Als ob er das könnte. Seine Grandma war dreiundsiebzig, super lieb, aber echt schusselig, weswegen auch seine Tante Alba mit ihrer ganzen Familie dort eingezogen war. Angeblich um sie zu unterstützen, aber ihr Mann war praktisch nie da und die Kinder waren schlichtweg die Pest.

Grandma mochte das Gewusel und es war gut, dass sie nicht allein in dem Haus war, aber den Geruch von sechs Menschen bekam man einfach nicht mehr aus den Klamotten.

Da wohnen mit zehn Leuten in drei Schlafzimmern? Und José und Celia traumatisieren? Nur über seine Leiche.

»Niemals.«

»Alles klar, Wunderknabe, dann schlag doch mal etwas vor. Ich bin schon gespannt. Was darf es denn sein für den Herrn, das Hilton oder vielleicht Ritz-Carlton? Wir sind pleite, Schlauberger. Das hier ist das Beste, das wir uns noch leisten konnten.«

»Nein, sind wir nicht.«

Das war kein bloßer Wunschtraum, wie sie wahrscheinlich annahm. Er hätte immerhin noch eine Möglichkeit, auch wenn ihm die genauso wenig schmeckte wie ihr.

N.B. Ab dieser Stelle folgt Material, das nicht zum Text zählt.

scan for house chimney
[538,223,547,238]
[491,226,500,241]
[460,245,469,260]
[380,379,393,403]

»Mach die Augen auf, Rico. Wir sind ganz unten angekommen.«

»Nein, sind wir nicht!« Scheiß auf gute Manieren. »Keiner wird schon wieder umziehen.«

»Ach Schätzchen, du tust ja beinahe so als wäre das das Ende der Welt.«

»Es war schon das Ende meiner Welt.«

Sein Blick drückte pure Verzweiflung aus und die mischte sich gerade mit Wut und einem Vorwurf, der seiner Mutter das Herz brechen würde. Aber seit neun Monaten war er schon auf dem Weg nach unten.

»Du hast keine Ahnung, wie das für mich gewesen ist. Meine Klamotten in Plastiksäcken aus dem Haus zu schleppen, während sie uns anstarren, als würden wir in der Gosse verschwinden. Ich habe seitdem keinen meiner alten Freunde gesehen. Und diese neue Schule. Mitten im Jahr.«

»Du weißt genau, dass wir keine andere Möglichkeit hatten. Zu Grandma willst du ja nicht, und mehr als das hier war nicht drin. Eine neue Schule ist nicht ...«

»Hast du gewusst, dass ich sofort zu der Latino-Randgruppe geschoben wurde, weil sie ‚den gleichen kulturellen Hintergrund' haben? Einen, der sie für sämtliche Schikanen freigibt, die man sich nur ausdenken kann. Aber das bedeutet noch lange nicht, dass man vor denen sicher ist. Im Gegenteil, du hast keine Ahnung, wie viele von denen ein Klappmesser dabei hatten. Zum Teil aus Trotz, aber auch um sich vor den anderen zu schützen. Oder selbst jemanden aufzumischen.«

Der entrüstete Blick seiner Mutter war fest auf ihn gerichtet. »Warum hast du mir das nicht gesagt? Ich hätte doch ...«

»Du hättest gar nichts tun können. Ich bin keine fünf mehr, es reicht nicht, den Eltern der anderen Kinder was über Rassismus zu erzählen und dann spielen alle brav miteinander! Du weißt genau, wie hart das sein kann. Vielleicht hätte ich es dir erzählen können, aber dafür hättest du überhaupt mal da sein müssen.«

Allmählich wurde auch seine Mutter wütend, das sah er genau. Nicht genug damit, dass er sich plötzlich für ihre Herkunft zu schämen schien, auf die er lieber hätte stolz sein sollen. Sie als unfähig und vielleicht noch als schlechte Mutter hinzustellen, ließ ihre Stimme nun an Lautstärke gewinnen.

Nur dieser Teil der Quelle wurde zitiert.